I ended up loving the cake. It really does pack a punch of flavor thanks to the oatmeal stout, the dark molasses, and the 2 tablespoons of ground ginger. It is an intense cake, definitely not for the faint at heart. A scoop of ice cream or a dollop of freshly whipped cream are the perfect accompaniment. I think a simple lemon glaze or some lemon curd would also be wonderful options. If you're looking for something different from the typical sugar cookies or chocolate cake this Christmas, give this cake a try, it will be difficult to forget. 

Other than needing to go out and buy a few extra ingredients to make this cake (the stout and the dark molasses) there was nothing difficult about this cake. I mixed it all together by hand, didn't even need a mixer thanks to the use of oil. It came together easily and baked up beautifully, perfectly done at 50 minutes, exactly as the recipe said. 
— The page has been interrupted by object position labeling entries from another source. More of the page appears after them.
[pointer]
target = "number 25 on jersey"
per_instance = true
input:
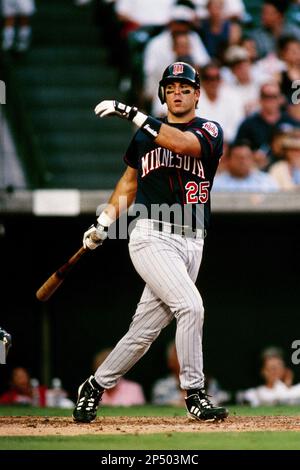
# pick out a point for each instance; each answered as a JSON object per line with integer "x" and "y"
{"x": 197, "y": 192}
From what I read about this cake, it is very prone to stick to the pan so I heeded all the advice I read and made sure to butter and flour my bundt pan very, very throughly. It seemed to work as I didn't have really any sticking at all. However, my bundt pan is pretty new and releases cakes easily. My old bundt pan was notorious for having cakes stick and come out in two or more pieces, not so pretty. But regardless of how nice your pan is, I'd advise making sure you spend a little extra time greasing and flouring it up before pouring the batter in. It would be so disappointing to have this cake fall apart on it's way out of the pan. 

Gramercy Tavern's Gingerbread

From 

Smitten Kitchen

Ingredients

  • 1 cup oatmeal stout or Guinness Stout
  • 1 cup dark molasses (NOT blackstrap)
  • 1/2 teaspoon baking soda
  • 2 cups all-purpose flour
  • 1 1/2 teaspoons baking powder
  • 2 tablespoons ground ginger
  • 1 teaspoon ground cinnamon
  • 1/4 teaspoon ground cloves
  • 1/4 teaspoon freshly grated nutmeg
  • Pinch of ground cardamom
  • 3 large eggs
  • 1 cup packed dark brown sugar
  • 1 cup granulated sugar
  • 3/4 cup vegetable oil
  • Confectioners sugar for dusting

Directions

Preheat oven to 350°F. Very, very, generously butter a bundt pan and dust with flour, knocking out excess. This cake will stick badly if pan is not thoroughly greased. 

Bring stout and molasses to a boil in a large saucepan and remove from heat. Whisk in baking soda, then cool to room temperature.

Sift together flour, baking powder, and spices in a large bowl. Whisk together eggs and sugars. Whisk in oil, then molasses mixture. Add to flour mixture and whisk until just combined.

Pour batter into bundt pan and rap pan sharply on counter to eliminate air bubbles. Bake in middle of oven until a tester comes out with just a few moist crumbs adhering, about 50 minutes. Cool cake in pan on a rack 5 minutes. Turn out onto rack and cool completely.

Serve cake, dusted with confectioners sugar, with whipped cream or ice cream.

Do ahead: I'm told this gingerbread is even better if made a day ahead. I made mine 2 days ahead and it was fantastic. I didn't try it freshly baked, but it didn't appear to suffer at all in the 2 day wait.